Using BERT for next sentence prediction

Question

Google's BERT is pretrained on next sentence prediction tasks, but I'm wondering if it's possible to call the next sentence prediction function on new data.

The idea is: given sentence A and given sentence B, I want a probabilistic label for whether or not sentence B follows sentence A. BERT is pretrained on a huge set of data, so I was hoping to use this next sentence prediction on new sentence data. I can't seem to figure out if this next sentence prediction function can be called and if so, how. Thanks for your help!

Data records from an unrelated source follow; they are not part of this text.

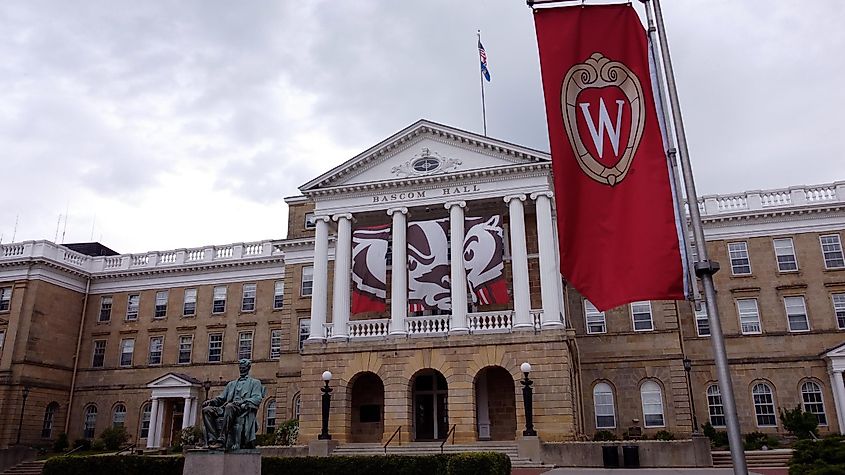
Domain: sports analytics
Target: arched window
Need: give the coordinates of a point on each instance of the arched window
(90, 421)
(118, 418)
(603, 404)
(652, 398)
(297, 404)
(49, 418)
(145, 420)
(270, 418)
(714, 406)
(811, 397)
(764, 405)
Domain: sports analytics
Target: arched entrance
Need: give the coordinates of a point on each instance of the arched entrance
(429, 395)
(367, 400)
(495, 404)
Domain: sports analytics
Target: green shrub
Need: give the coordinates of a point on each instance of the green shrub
(61, 444)
(803, 425)
(114, 438)
(821, 457)
(113, 465)
(604, 435)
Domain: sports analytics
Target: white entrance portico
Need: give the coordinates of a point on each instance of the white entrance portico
(175, 403)
(429, 171)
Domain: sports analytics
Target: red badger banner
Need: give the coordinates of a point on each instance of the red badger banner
(618, 241)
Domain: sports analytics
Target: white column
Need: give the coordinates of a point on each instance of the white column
(342, 276)
(186, 413)
(549, 276)
(399, 275)
(837, 385)
(319, 289)
(519, 263)
(151, 433)
(458, 323)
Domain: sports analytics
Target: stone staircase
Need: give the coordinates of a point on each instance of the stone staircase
(430, 448)
(26, 468)
(755, 458)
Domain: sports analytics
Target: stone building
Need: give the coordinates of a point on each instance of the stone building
(101, 339)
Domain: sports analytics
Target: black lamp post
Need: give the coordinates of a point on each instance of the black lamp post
(528, 400)
(327, 402)
(23, 406)
(688, 368)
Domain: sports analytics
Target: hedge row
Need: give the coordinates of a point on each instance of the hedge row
(476, 463)
(114, 465)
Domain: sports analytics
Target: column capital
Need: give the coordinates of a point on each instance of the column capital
(537, 194)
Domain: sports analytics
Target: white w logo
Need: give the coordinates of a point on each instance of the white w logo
(604, 124)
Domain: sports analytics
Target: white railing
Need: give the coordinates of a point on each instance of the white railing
(433, 324)
(368, 328)
(490, 322)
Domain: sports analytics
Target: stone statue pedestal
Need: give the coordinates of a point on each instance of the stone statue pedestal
(216, 462)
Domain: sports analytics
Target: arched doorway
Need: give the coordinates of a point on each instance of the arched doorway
(367, 400)
(495, 404)
(429, 395)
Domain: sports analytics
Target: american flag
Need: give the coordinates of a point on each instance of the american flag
(483, 56)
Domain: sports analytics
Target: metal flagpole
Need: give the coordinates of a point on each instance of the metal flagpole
(704, 268)
(481, 78)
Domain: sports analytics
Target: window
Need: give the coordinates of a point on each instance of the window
(839, 309)
(832, 251)
(740, 264)
(99, 354)
(796, 314)
(161, 304)
(702, 323)
(189, 304)
(275, 344)
(595, 319)
(785, 255)
(49, 418)
(310, 221)
(156, 344)
(603, 404)
(714, 406)
(5, 298)
(652, 398)
(307, 281)
(145, 420)
(248, 300)
(811, 397)
(278, 294)
(215, 347)
(119, 416)
(186, 347)
(105, 309)
(270, 418)
(127, 349)
(749, 317)
(132, 305)
(219, 304)
(304, 331)
(641, 313)
(89, 421)
(764, 405)
(245, 345)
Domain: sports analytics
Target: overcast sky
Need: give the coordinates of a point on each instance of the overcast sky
(171, 124)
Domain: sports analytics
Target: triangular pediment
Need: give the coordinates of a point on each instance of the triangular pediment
(425, 149)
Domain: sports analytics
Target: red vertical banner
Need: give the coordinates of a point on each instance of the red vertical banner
(615, 215)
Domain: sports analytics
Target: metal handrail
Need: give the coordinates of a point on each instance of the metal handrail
(398, 432)
(452, 433)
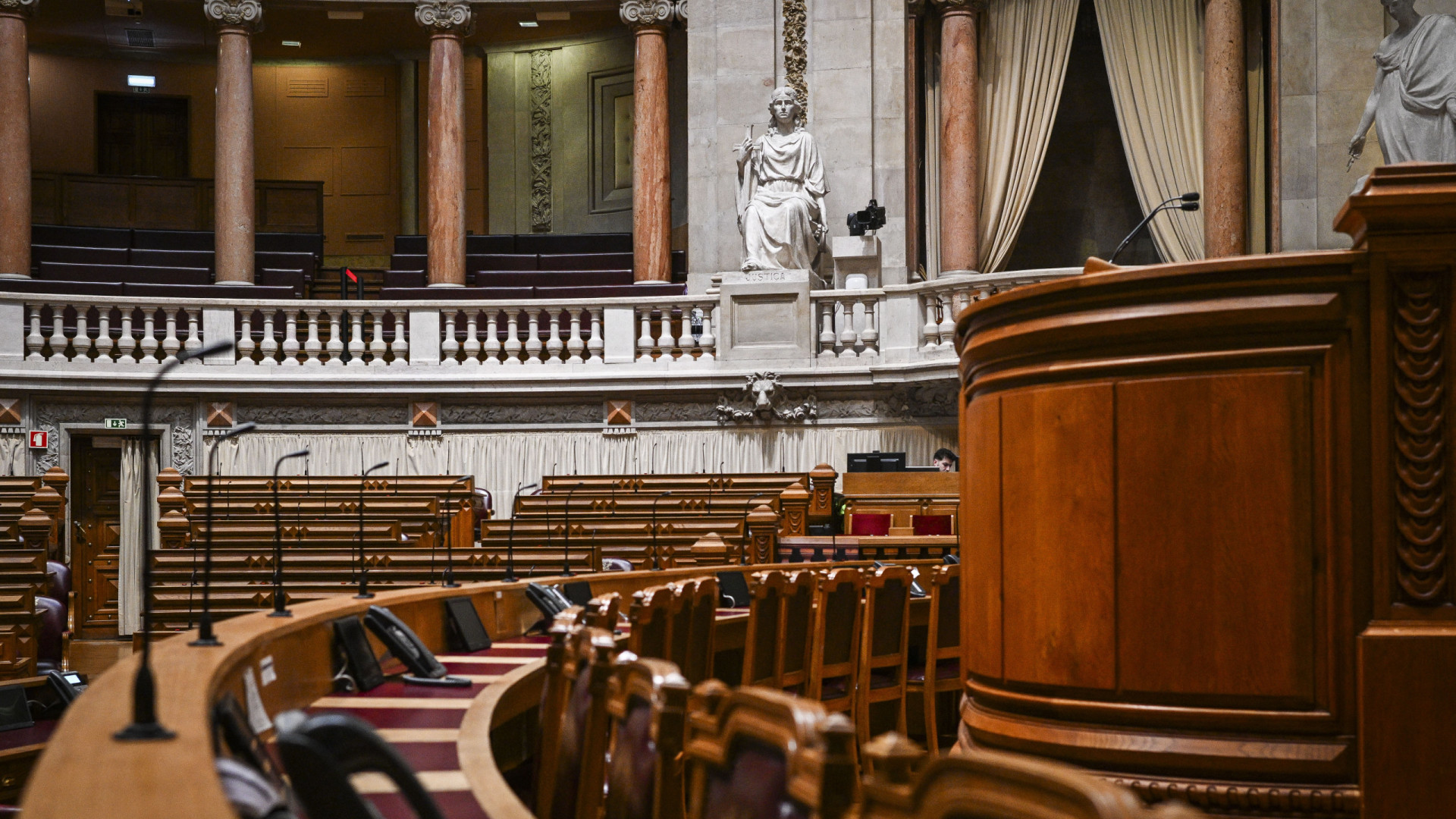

Bram Vanroy · Answer 1 · 2021-01-10T18:09:40.040

19

The answer by Aerin is out-dated. The HuggingFace library (now called transformers) has changed a lot over the last couple of months. Here is an example of how to use the next sentence prediction (NSP) model, and how to extract probabilities from it. NOTE this will only work well if you use a model that has a pretrained head for the NSP task.

from torch.nn.functional import softmax
from transformers import BertForNextSentencePrediction, BertTokenizer


seq_A = 'I like cookies !'
seq_B = 'Do you like them ?'

# load pretrained model and a pretrained tokenizer
model = BertForNextSentencePrediction.from_pretrained('bert-base-cased')
tokenizer = BertTokenizer.from_pretrained('bert-base-cased')

# encode the two sequences. Particularly, make clear that they must be 
# encoded as "one" input to the model by using 'seq_B' as the 'text_pair'
encoded = tokenizer.encode_plus(seq_A, text_pair=seq_B, return_tensors='pt')
print(encoded)
# {'input_ids': tensor([[  101,   146,  1176, 18621,   106,   102,  2091,  1128,  1176,  1172, 136,   102]]),
#  'token_type_ids': tensor([[0, 0, 0, 0, 0, 0, 1, 1, 1, 1, 1, 1]]),
#  'attention_mask': tensor([[1, 1, 1, 1, 1, 1, 1, 1, 1, 1, 1, 1]])}
# NOTE how the token_type_ids are 0 for all tokens in seq_A and 1 for seq_B, 
# this way the model knows which token belongs to which sequence

# a model's output is a tuple, we only need the output tensor containing
# the relationships which is the first item in the tuple
seq_relationship_logits = model(**encoded)[0]

# we still need softmax to convert the logits into probabilities
# index 0: sequence B is a continuation of sequence A
# index 1: sequence B is a random sequence
probs = softmax(seq_relationship_logits, dim=1)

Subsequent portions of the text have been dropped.